When is hospice care right for my patient?


To be eligible for hospice care, your patient must have a life expectancy of six months or less if the disease runs its natural course. When curative treatment is no longer effective for your patient’s terminal illness or isn’t adding to quality of life, hospice care is an option. 


There are guidelines and scales that help determine a patient’s current clinical status and anticipated disease progression that most likely will result in a life expectancy of six months: the CMS-issued hospice eligibility guidelines, Local Coverage Determination (LCD);  FAST Scale; Palliative Performance Scale; and Karnofsky Performance Status. 



Will I still be involved if I refer my patient to hospice?


Yes, attending physicians are encouraged to continue their relationships with their patients.  You’re an integral part of your patient’s care team that includes The Washington Home & Community Hospices’ Medical Director and professional staff (RN’s, social workers, certified nursing assistants, chaplains and trained volunteers). You’re consulted about your patient’s care and pain/symptom management and kept updated on your patient’s status.

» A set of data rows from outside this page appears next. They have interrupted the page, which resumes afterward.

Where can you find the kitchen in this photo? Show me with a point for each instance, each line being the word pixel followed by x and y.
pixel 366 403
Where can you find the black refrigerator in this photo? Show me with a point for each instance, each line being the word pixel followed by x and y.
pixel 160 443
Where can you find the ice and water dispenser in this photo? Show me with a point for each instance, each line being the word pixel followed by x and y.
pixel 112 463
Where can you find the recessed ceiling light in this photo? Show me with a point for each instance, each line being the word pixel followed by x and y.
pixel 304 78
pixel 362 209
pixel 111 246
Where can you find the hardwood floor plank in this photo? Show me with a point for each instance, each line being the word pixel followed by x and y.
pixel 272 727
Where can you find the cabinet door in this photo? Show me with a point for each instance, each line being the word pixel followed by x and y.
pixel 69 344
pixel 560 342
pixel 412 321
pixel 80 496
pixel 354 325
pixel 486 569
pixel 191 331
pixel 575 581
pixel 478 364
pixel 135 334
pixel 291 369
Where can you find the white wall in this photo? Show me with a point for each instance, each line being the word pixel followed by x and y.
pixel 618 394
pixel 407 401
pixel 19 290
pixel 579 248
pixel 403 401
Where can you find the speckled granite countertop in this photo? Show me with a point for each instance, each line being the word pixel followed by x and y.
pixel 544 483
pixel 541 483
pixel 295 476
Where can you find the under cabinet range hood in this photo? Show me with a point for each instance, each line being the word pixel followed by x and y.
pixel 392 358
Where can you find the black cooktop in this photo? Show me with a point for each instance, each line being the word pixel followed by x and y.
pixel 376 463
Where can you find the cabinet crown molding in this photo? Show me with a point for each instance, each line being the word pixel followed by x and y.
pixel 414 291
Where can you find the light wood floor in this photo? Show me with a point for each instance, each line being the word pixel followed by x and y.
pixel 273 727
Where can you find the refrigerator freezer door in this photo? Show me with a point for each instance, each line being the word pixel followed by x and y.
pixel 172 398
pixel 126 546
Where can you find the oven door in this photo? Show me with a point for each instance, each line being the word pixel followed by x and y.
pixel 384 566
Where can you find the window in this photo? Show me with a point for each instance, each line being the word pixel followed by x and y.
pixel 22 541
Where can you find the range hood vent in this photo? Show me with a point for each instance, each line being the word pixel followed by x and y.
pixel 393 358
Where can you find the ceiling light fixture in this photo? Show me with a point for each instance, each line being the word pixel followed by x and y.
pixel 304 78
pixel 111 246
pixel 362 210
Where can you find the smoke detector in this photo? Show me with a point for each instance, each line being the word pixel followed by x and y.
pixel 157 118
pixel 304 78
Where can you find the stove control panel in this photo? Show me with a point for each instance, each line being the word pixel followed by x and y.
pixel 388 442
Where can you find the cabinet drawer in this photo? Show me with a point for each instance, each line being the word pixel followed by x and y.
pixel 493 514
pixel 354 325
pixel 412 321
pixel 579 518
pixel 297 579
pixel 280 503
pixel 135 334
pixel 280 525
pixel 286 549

Am I reimbursed for my continuing services while my patient’s receiving hospice care?


Yes, as the attending physician of a hospice patient, you can be reimbursed for your patient visits under Medicare Part B as well as for the documented time you spend on Plan of Care oversight.  The finance manager can help your staff prepare Medicare reimbursement claims. 


What if my patient needs more care than s/he can get at home?

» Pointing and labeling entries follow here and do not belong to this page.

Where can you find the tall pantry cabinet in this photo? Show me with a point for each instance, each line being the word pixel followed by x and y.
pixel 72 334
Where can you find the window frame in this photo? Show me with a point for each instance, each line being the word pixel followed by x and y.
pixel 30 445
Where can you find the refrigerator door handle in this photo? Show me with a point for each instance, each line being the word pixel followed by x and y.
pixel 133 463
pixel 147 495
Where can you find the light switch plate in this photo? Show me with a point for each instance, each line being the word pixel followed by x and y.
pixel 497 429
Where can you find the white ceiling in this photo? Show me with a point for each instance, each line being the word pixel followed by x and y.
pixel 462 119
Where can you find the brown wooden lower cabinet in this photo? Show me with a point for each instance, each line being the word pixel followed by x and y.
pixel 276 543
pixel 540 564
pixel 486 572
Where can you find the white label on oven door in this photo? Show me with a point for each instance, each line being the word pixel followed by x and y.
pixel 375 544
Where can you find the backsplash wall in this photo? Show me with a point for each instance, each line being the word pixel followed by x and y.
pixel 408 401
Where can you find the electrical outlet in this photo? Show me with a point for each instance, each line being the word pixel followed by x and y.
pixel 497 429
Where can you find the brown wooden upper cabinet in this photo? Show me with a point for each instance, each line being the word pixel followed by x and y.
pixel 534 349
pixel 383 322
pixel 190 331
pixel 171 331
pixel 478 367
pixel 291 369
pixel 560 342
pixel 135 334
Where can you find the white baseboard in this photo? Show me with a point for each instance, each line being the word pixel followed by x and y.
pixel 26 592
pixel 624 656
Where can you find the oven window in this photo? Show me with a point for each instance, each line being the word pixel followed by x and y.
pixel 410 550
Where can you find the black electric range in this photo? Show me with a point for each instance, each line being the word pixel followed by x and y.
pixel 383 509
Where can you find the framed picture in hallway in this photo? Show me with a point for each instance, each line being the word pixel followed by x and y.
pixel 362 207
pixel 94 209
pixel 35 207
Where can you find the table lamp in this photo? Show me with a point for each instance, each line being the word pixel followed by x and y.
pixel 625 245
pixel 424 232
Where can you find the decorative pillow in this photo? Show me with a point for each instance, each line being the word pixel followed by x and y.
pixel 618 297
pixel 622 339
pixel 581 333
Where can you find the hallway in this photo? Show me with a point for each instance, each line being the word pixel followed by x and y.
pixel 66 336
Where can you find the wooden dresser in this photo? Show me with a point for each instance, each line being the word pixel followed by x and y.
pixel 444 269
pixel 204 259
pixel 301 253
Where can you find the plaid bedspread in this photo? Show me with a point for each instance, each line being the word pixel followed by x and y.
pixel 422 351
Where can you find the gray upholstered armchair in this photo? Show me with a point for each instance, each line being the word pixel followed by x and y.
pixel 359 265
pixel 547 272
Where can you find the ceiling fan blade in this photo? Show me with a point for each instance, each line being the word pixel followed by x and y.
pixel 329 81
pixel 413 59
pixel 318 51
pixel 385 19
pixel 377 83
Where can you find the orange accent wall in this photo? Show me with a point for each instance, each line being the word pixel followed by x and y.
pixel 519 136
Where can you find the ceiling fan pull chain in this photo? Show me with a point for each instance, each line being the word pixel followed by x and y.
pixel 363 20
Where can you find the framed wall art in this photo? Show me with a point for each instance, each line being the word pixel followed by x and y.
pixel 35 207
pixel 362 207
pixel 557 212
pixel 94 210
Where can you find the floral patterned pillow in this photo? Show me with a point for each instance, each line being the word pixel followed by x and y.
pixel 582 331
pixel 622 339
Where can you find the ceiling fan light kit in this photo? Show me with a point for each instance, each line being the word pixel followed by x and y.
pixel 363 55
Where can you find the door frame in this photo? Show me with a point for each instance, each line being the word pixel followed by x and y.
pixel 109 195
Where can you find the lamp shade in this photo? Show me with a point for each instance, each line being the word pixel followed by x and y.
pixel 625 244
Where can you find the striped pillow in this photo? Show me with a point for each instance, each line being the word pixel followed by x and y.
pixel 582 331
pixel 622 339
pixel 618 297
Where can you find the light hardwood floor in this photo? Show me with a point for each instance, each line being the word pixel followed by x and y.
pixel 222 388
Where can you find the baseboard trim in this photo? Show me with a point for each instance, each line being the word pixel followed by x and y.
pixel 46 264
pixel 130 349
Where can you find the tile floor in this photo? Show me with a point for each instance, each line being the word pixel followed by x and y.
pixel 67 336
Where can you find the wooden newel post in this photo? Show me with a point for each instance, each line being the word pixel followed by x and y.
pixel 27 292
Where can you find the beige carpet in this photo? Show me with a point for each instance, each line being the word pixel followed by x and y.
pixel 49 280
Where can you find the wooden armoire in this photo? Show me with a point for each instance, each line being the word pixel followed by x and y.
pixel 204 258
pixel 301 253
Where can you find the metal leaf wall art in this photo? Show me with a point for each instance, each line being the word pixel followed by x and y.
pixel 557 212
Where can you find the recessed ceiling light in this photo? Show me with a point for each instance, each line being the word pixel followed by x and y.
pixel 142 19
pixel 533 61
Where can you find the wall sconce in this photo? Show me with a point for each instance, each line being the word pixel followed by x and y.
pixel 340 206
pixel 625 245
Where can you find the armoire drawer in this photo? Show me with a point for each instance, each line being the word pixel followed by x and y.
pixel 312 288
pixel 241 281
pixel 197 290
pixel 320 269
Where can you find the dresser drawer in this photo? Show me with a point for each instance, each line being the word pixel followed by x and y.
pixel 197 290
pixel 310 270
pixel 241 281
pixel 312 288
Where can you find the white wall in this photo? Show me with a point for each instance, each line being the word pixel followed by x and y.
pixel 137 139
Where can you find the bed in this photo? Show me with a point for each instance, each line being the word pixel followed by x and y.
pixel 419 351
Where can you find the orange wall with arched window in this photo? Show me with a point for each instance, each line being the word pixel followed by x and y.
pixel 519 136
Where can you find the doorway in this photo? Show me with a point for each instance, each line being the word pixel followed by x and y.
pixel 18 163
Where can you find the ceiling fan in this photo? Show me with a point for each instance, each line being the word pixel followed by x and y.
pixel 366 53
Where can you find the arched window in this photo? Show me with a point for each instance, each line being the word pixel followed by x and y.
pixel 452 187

Your patient is admitted to hospice care at one of the following levels depending on your patient’s needs: 

Routine Home Care – they come to where your patient is and control pain and symptoms with medications, medical equipment and visits from our Registered Nurses. Staff visit as often as they and you – the primary care doctor - determine your patient should be seen. A hospice nurse is available 24/7. 

Inpatient Care – They care for your patient in one of our nearby partnering inpatient facilities, if her/his pain and symptoms can’t be managed well at home. Inpatient hospice care provides 24/7 on-site RN’s and aides, working with our team. Their goal is to get pain and symptoms under control so that your patient can return home.

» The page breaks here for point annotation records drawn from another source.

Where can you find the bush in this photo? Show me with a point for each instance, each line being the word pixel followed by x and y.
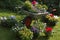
pixel 25 34
pixel 50 20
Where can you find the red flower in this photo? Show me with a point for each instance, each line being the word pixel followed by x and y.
pixel 51 15
pixel 28 21
pixel 48 29
pixel 34 2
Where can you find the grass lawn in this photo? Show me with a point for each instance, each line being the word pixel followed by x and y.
pixel 7 34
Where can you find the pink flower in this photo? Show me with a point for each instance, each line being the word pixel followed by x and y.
pixel 28 21
pixel 48 29
pixel 34 2
pixel 51 15
pixel 54 10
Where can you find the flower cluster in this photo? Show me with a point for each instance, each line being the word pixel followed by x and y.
pixel 25 34
pixel 8 22
pixel 50 19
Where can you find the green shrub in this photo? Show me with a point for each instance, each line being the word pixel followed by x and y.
pixel 25 34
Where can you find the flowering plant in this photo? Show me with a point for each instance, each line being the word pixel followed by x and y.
pixel 25 34
pixel 50 19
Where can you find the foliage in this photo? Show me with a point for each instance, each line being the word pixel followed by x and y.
pixel 25 34
pixel 40 6
pixel 27 5
pixel 49 19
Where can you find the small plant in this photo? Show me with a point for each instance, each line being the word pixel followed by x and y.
pixel 25 34
pixel 50 20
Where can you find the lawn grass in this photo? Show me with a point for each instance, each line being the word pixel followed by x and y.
pixel 7 34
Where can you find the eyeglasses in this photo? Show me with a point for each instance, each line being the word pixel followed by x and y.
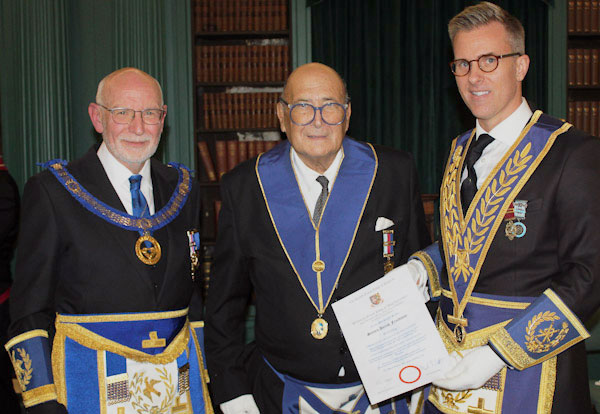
pixel 487 63
pixel 303 113
pixel 126 115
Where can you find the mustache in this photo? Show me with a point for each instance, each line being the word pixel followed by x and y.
pixel 135 138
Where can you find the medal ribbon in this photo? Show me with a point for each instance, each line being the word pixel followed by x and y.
pixel 119 218
pixel 468 239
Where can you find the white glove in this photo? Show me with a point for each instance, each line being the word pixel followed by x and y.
pixel 472 371
pixel 244 404
pixel 415 271
pixel 415 398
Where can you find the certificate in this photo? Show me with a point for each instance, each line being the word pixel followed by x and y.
pixel 391 336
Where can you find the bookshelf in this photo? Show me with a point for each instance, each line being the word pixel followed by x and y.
pixel 241 59
pixel 583 67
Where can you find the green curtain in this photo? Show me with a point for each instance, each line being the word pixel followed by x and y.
pixel 394 57
pixel 53 54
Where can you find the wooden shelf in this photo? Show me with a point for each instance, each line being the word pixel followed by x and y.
pixel 242 35
pixel 209 85
pixel 217 131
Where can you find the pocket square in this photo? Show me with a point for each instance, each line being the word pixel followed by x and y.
pixel 383 223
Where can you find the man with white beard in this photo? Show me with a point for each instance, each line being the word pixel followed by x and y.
pixel 105 310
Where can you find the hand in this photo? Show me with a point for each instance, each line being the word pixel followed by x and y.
pixel 244 404
pixel 472 371
pixel 415 271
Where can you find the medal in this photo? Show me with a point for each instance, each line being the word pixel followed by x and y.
pixel 318 266
pixel 147 249
pixel 459 333
pixel 194 243
pixel 388 249
pixel 517 210
pixel 319 328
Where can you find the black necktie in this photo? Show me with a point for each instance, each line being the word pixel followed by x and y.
pixel 321 200
pixel 469 186
pixel 138 201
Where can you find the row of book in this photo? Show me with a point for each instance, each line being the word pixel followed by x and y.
pixel 240 110
pixel 228 154
pixel 583 16
pixel 240 15
pixel 584 67
pixel 584 115
pixel 242 63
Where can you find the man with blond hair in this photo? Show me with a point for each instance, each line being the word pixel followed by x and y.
pixel 519 265
pixel 105 312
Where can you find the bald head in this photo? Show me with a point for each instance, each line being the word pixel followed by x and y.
pixel 314 73
pixel 125 78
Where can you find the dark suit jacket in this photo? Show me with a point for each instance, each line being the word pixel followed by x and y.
pixel 9 220
pixel 561 251
pixel 249 258
pixel 71 261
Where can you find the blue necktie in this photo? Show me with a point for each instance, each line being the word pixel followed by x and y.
pixel 140 206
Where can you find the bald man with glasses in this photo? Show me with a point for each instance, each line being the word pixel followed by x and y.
pixel 106 315
pixel 301 226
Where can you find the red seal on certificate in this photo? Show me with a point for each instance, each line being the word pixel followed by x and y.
pixel 409 374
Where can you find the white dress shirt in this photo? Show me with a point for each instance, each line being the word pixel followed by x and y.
pixel 307 178
pixel 118 176
pixel 505 134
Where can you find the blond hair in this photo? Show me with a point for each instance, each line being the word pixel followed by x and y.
pixel 484 13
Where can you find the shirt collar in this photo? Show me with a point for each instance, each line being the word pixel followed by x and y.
pixel 509 129
pixel 310 175
pixel 117 173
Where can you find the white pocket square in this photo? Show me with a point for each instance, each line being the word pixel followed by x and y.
pixel 383 223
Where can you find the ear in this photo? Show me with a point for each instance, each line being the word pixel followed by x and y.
pixel 348 113
pixel 522 67
pixel 281 116
pixel 96 117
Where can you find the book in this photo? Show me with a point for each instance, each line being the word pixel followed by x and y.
pixel 579 67
pixel 595 67
pixel 217 207
pixel 578 16
pixel 587 67
pixel 594 122
pixel 232 154
pixel 571 67
pixel 571 16
pixel 207 161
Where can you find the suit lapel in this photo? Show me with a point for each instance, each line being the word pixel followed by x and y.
pixel 90 173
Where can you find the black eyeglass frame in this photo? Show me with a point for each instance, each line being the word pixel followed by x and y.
pixel 315 109
pixel 498 57
pixel 111 110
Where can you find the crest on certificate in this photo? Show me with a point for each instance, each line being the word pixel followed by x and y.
pixel 376 299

Continuous Nursing Care – They come to your patient’s home when her/his pain and symptoms can’t be managed well there but s/he doesn’t want to go to an inpatient unit. An RN and an aide provide coordinated coverage for at least eight (8) hours daily for a brief period of time. This care is provided under most insurance plans.

Respite Care – if requested, a contract with a facility may be available where your patient stays for up to five (5) nights while her/his caregiver gets some much-needed time and rest. Then your patient returns to routine hospice care at home. 



How do I talk about hospice with my patient and the family?

Most patients with terminal illnesses depend on their physicians to initiate discussions about their healthcare status and options but navigating end-of-life conversations is  difficult for most physicians whose focus is on sustaining life.  


A resource on this is Dr. Richard B. Balaban’s excellent article, “A Physician’s Guide to Talking About End-of-Life Care” (Journal of General Internal Medicine), provides a four-step approach to addressing end-of-life issues with useful scripts from faculty clinicians experienced in the care of dying patients.  


For example, Step 1 Initiating Discussions, suggests dialogue that creates a caring connection by recognizing the stresses that serious illness creates for your  patient and family:


“I know this is a very difficult time for you and your family.  

You have never been this sick before, and I know that it

must be frightening to you.  I want you to know that as 

bad as it is, we will deal with it together.”